До перестройки оставалось еще несколько лет, и к моменту ее начала к пакетам пришлось возвратиться. 10 июля 1987 г. пакет был вскрыт новым заведующим Общим отделом Валерием Болдиным. В свою очередь, заведующий сектором Лолий Мошков получил от него два строгих указания: «держать под рукой» и «без разрешения заведующего пакет не вскрывать». Что сделал Болдин с содержимым пакета, по документам установить нельзя. Показал Горбачеву? Или Лигачеву? Одно ясно: Яковлеву не показал, в том числе и после того, как заработала комиссия. Я помню, как в дни работы комиссии Яковлев не раз с раздражением говорил, что Болдин ему не давал никаких документов и в сердцах ругал «владыку архивов», подчинявшегося только Горбачеву.
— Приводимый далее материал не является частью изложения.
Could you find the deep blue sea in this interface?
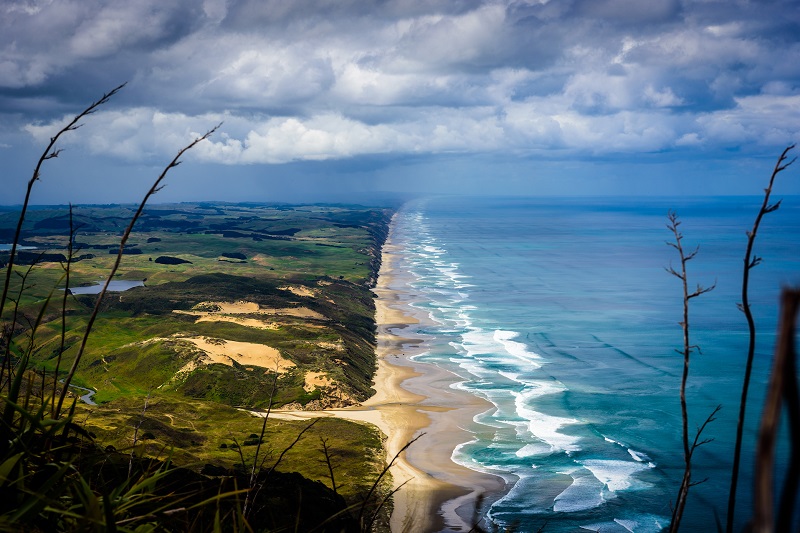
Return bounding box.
[389,196,800,532]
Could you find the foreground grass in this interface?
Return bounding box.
[74,392,386,506]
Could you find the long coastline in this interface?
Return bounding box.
[274,215,506,532]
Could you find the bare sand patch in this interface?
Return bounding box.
[169,359,201,385]
[304,371,333,392]
[213,301,259,313]
[194,315,279,330]
[276,307,326,319]
[316,341,344,351]
[189,301,258,314]
[281,285,316,298]
[184,336,294,372]
[174,300,327,322]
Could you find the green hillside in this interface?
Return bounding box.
[0,202,395,529]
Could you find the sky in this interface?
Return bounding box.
[1,0,800,205]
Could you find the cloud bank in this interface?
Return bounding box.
[2,0,799,199]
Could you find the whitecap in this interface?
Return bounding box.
[497,370,520,383]
[494,330,542,363]
[579,522,630,532]
[514,391,582,453]
[627,449,652,463]
[553,473,606,512]
[602,436,655,464]
[580,459,654,492]
[616,514,668,533]
[515,442,551,458]
[461,329,499,356]
[615,519,637,532]
[585,515,666,533]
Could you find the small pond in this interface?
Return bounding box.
[67,280,145,295]
[0,244,36,251]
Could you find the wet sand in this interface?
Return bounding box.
[274,218,506,532]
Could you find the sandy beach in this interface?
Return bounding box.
[273,218,506,532]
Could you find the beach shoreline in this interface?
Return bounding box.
[273,215,506,532]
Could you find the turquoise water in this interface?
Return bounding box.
[389,196,800,532]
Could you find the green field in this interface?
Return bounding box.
[0,202,394,514]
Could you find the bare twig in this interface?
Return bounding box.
[357,433,424,528]
[246,418,320,518]
[54,124,219,419]
[1,261,39,388]
[365,478,410,532]
[666,212,716,533]
[319,437,339,494]
[129,391,151,478]
[231,436,247,472]
[265,418,319,480]
[727,145,796,533]
[0,84,125,326]
[52,205,79,417]
[243,370,279,517]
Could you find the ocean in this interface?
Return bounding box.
[386,196,800,532]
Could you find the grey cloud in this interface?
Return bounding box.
[572,0,682,25]
[220,0,476,31]
[1,0,799,196]
[0,0,206,102]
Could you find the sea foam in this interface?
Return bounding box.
[580,459,654,492]
[552,471,606,512]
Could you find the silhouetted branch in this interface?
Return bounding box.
[319,437,340,495]
[1,260,44,389]
[129,391,151,478]
[691,405,721,454]
[265,418,319,481]
[243,369,279,517]
[752,288,800,533]
[54,124,218,419]
[51,205,78,417]
[727,145,795,533]
[357,433,424,528]
[666,211,715,533]
[0,84,125,327]
[365,478,410,532]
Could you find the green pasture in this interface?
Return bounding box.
[2,202,392,496]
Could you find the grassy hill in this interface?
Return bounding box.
[0,202,395,529]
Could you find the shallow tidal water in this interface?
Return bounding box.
[388,196,800,532]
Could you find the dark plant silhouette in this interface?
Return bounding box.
[726,145,796,533]
[243,369,278,518]
[53,123,219,419]
[0,87,246,531]
[52,205,79,418]
[357,433,422,532]
[666,211,719,532]
[320,436,341,495]
[0,84,125,329]
[752,288,800,533]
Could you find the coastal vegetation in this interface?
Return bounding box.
[0,202,391,409]
[0,87,395,531]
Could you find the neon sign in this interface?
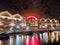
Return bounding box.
[27,16,38,20]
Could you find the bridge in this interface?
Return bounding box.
[0,28,60,35]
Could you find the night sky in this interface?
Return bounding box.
[0,0,60,19]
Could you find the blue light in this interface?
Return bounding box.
[43,33,46,42]
[15,24,21,29]
[16,35,22,45]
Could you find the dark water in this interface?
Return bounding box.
[0,32,60,45]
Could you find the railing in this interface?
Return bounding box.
[0,29,59,35]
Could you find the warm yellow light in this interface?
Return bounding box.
[46,33,48,43]
[55,32,59,42]
[9,22,15,26]
[55,20,57,23]
[19,19,21,21]
[51,32,54,43]
[7,17,12,19]
[0,40,3,45]
[39,34,43,41]
[50,20,52,22]
[0,21,4,26]
[1,16,6,19]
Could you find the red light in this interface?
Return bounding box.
[27,16,38,20]
[26,36,40,45]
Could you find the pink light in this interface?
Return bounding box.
[27,16,38,20]
[26,36,40,45]
[31,36,40,45]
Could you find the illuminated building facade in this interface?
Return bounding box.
[0,11,60,30]
[0,11,60,43]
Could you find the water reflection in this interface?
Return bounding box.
[9,36,14,45]
[0,31,59,45]
[0,40,3,45]
[26,35,31,45]
[51,31,59,43]
[15,35,22,45]
[0,40,7,45]
[42,33,47,42]
[22,35,26,45]
[26,34,40,45]
[32,34,40,45]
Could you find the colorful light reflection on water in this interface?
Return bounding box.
[0,31,59,45]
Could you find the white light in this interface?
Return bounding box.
[55,20,57,23]
[45,20,47,22]
[1,16,5,19]
[26,26,30,30]
[14,18,17,21]
[50,20,52,22]
[39,34,43,41]
[9,36,14,45]
[19,19,21,21]
[42,25,47,28]
[43,33,46,42]
[7,17,11,19]
[26,35,30,45]
[16,35,22,45]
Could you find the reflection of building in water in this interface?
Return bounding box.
[51,31,59,43]
[41,32,48,43]
[0,11,60,44]
[15,35,22,45]
[9,36,14,45]
[22,35,26,45]
[0,40,3,45]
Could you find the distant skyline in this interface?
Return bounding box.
[0,0,60,19]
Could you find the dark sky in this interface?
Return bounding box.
[0,0,60,19]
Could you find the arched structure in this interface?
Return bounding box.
[0,11,12,19]
[13,14,23,21]
[46,18,51,23]
[26,16,38,20]
[51,18,56,23]
[40,18,46,22]
[39,18,47,29]
[0,11,12,28]
[45,18,51,29]
[26,16,38,27]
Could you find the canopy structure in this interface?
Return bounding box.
[0,11,12,19]
[13,13,23,21]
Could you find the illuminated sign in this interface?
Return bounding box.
[27,16,38,20]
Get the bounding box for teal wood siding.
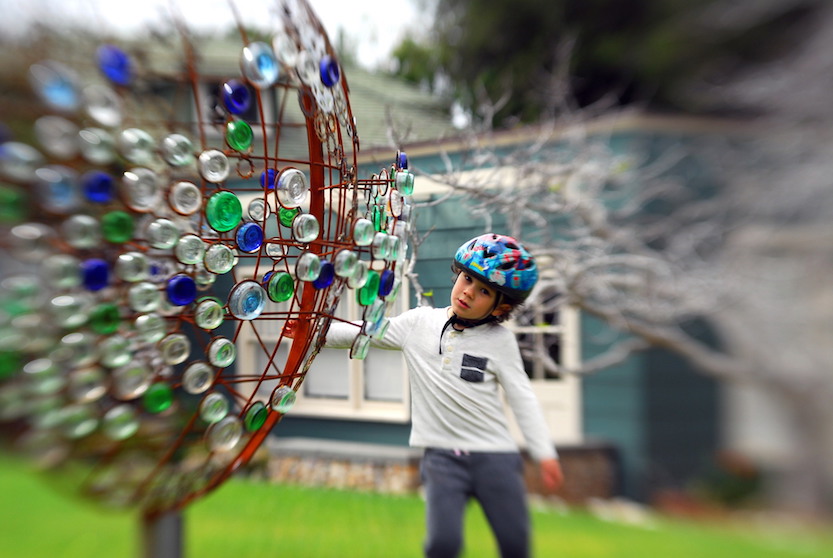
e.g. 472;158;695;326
644;348;720;491
581;313;720;501
272;417;411;446
409;196;508;308
580;313;649;499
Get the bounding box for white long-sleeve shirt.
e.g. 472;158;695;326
324;306;557;461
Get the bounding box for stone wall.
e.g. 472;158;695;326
255;438;619;503
266;454;421;494
259;438;422;495
523;442;621;503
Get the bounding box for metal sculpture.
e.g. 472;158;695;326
0;0;413;517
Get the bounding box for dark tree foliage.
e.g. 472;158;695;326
393;0;822;125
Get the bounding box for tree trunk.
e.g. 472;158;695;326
767;393;833;516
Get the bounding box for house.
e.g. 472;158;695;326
261;65;726;504
0;31;735;507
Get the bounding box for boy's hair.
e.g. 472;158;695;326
492;299;523;323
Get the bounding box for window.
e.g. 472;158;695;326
505;289;584;444
193;81;277;143
514;288;563;380
235;269;411;423
205;82;261;125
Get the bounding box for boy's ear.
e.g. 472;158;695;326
491;303;514;317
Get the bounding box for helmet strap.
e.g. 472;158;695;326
438;294;504;355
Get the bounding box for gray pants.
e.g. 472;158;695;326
421;448;530;558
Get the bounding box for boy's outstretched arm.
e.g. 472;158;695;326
540;458;564;491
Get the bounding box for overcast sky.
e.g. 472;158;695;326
1;0;427;69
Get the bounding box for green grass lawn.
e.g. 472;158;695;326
1;454;830;558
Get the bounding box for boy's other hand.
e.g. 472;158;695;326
540;458;564;492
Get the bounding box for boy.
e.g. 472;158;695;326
290;233;563;558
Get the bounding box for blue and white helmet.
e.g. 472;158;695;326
453;233;538;302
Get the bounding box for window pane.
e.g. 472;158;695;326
363;349;404;402
303;348;349;399
206;82;262;124
252;342;288;402
516;289;562;380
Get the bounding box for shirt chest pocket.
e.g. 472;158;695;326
460;354;488;383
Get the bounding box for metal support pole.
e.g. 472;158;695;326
141;510;183;558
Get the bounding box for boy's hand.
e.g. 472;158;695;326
540;458;564;491
282;319;298;339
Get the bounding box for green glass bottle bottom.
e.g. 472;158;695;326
357;270;380;306
0;351;22;379
89;302;121;334
266;271;294;302
101;210;134;243
143;382;174;414
244;401;268;431
279;207;301;227
0;186;26;223
226;120;254;151
206;191;243;232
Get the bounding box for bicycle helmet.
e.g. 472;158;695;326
453;233;538;303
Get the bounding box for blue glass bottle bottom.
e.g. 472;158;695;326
166;274;197;306
81;258;109;291
222;79;251;115
236;222;264;253
82;170;114;203
312;260;335;289
97;44;132;86
379;269;396;297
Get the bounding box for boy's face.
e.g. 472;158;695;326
450;272;506;321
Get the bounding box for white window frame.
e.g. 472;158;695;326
505;304;583;445
235;265;411;424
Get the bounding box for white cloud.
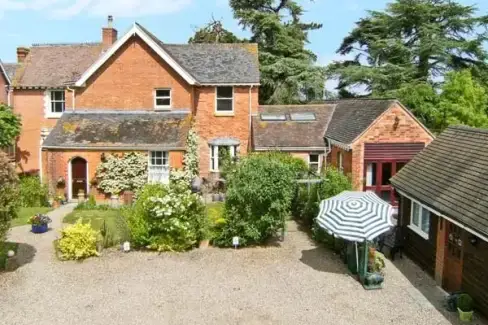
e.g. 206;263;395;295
0;0;192;19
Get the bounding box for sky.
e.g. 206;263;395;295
1;0;487;67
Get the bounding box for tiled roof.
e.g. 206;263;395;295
325;99;396;144
43;110;191;150
252;105;334;149
3;62;18;82
391;126;488;237
14;43;104;87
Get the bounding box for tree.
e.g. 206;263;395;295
437;70;488;130
229;0;326;104
189;19;244;44
329;0;488;95
0;104;21;147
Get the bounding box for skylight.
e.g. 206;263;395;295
290;112;316;121
261;113;287;121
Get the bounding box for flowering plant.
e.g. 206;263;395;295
29;214;52;226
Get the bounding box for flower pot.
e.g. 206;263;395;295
458;308;474;322
31;224;48;234
199;239;210;249
52;201;60;209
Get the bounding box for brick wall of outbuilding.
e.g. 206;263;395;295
329;146;353;176
351;103;434;190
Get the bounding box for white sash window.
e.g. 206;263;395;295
148;151;169;184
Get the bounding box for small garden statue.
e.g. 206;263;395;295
29;214;52;234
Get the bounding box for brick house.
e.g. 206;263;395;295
254;100;434;210
0;59;16;105
7;18;259;199
391;126;488;314
6;17;432;203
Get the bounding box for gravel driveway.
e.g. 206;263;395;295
0;213;485;325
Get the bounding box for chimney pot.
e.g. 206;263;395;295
108;15;113;28
17;47;30;63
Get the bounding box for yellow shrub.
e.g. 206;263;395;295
58;219;100;260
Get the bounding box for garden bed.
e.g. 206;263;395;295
0;242;18;270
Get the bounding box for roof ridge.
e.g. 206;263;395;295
32;42;102;47
324;98;397;102
448;125;488;134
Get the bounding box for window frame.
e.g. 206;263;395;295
148;151;169;184
48;90;65;118
308;153;321;173
408;201;431;240
337;151;343;172
215;86;234;114
154;88;172;110
209;145;237;172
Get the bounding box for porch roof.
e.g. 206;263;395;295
391;125;488;238
42;110;191;150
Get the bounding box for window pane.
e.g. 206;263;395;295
380;190;391;203
381;162;392;185
309;154;319;163
217;86;233;98
412;202;420;226
421;209;430;233
156;98;170;106
52;91;64;101
217;99;233;111
310;163;319;173
156;89;170;97
366;163;377;186
52;101;65;113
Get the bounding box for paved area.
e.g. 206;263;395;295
0;217;486;325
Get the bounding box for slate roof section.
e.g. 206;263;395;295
325;99;395;144
1;62;17;83
253;105;334;149
43;110;191;150
391;126;488;237
14;43;104;87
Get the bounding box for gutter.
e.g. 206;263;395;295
41;145;187;151
326;138;352;151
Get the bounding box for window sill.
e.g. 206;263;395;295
45;113;63;119
408;224;429;240
154;107;171;111
214;112;235;117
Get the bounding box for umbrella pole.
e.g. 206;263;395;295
355;242;359;274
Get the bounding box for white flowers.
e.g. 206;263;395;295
183;127;199;180
149;187;196;218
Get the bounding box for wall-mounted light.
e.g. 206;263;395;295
469;235;479;247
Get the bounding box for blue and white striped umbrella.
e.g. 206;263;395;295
316;191;394;242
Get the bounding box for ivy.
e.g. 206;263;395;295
183;127;199;180
96;152;148;195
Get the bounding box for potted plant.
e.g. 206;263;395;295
56;176;66;188
29;214;52;234
457;294;474;322
51;196;60;208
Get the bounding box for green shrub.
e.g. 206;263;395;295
321;167;353;199
258;152;308;178
0;152;19;241
214;153;296;247
457;294;474;312
125;183;205;251
75;195;111;211
19;176;48;207
58;220;99;260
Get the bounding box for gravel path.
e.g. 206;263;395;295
0;217;486;325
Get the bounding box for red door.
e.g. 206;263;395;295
443;221;464;292
71;157;87;199
364;161;406;205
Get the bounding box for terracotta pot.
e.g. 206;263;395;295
52;201;60;208
199;239;210;249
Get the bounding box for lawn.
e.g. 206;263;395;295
11;207;53;227
63;209;129;248
0;242;18;270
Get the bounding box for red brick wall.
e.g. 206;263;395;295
329;146;352;175
194;86;258;177
0;73;7;104
76;36;192;110
351;103;434;190
42;149;184;200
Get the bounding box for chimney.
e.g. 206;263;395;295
102;15;118;48
17;47;30;63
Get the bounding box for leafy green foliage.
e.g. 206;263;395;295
0;152;19;241
183;127;199;180
457;294;474;312
228;0;325;104
0;104;21;147
58;220;99;260
74;195;112;211
125;183;205;251
189;19;244;44
214;153;296;246
205;202;226;241
18;175;48;208
96;152;147;195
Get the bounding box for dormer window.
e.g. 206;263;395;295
154;89;171;110
215;86;233;113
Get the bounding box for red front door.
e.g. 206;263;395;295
71;157;87;199
364;161;406;205
443;221;464;292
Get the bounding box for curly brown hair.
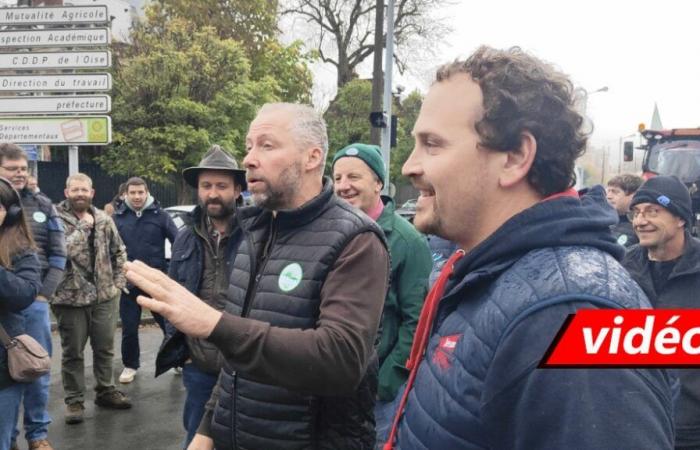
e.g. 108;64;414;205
436;46;588;197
Наиболее щекотливым в свете документов «закрытого пакета» № 34 выглядит вопрос о поведении М. С. Горбачева. На протяжении всего долгого рассмотрения проблемы протоколов — практически с 1987 г. — его основным и вполне логичным требованием было найти отсутствовавшие оригиналы протоколов. Так он официально аргументировал свою позицию на заседании Политбюро 5 мая 1988 г. В то же время документировано, что пакет с оригиналами был вскрыт В. Болдиным 10 июля 1987 г. М. С. Горбачев и сегодня утверждает, что Болдин ему документов тогда не показал. В. Болдин утверждает обратное, и многое говорит в пользу его утверждения, так как трудно предполагать, что такой важный документ Болдин мог не доложить генеральному секретарю ЦК КПСС (таково мнение А. Яковлева, В. Фалина). Судя по всему, М. С. Горбачев хотел использовать знание об оригиналах секретных протоколов в сложной политической борьбе в верхах, в которой ему приходилось лавировать между консерваторами и сторонниками реформ. Так и на финальном этапе «дела о протоколах»: оно становилось жертвой внутриполитической борьбы, а не предметом беспристрастного научного анализа. Но эта игра кончилась 27 октября 1992 г., когда по указанию Б. Ельцина была проведена специальная пресс-конференция.
Нам важен результат: как бы то ни было, какими извилистыми путями ни шла история (в данном случае — история секретных протоколов), восторжествовал принцип правды, принцип невозможности ее сокрытия. Теперь предвоенный период можно — и должно — анализировать без стыдливых оборотов, без идеологических предрассудков. Историкам от этого, увы, не легче. Теперь от них ждут серьезного рассмотрения причин и генезиса Второй мировой войны и ее главной составной части — Великой Отечественной войны советского народа против гитлеровской Германии, против гитлеризма как опаснейшего политического явления.
В настоящей книге я по мере возможностей пытался делать это не только в порядке переосмысления событий войны, но в ходе изучения тех архивных материалов, доступ к которым стал возможен. Возможен он еще не в полной мере — «архивная масса» настолько велика, что на ее освоение понадобится немало лет и не один исследователь. Тем не менее, архивы бывшего VI сектора Общего отдела ЦК КПСС, ныне перешедшие в Архив Президента РФ (сокращенно АП РФ), уже открывают много нового и доселе неизвестного. Работал я и в других российских архивах, и в Федеральном архиве ФРГ, и в Государственном архиве Великобритании. Результаты работы изложены в книге.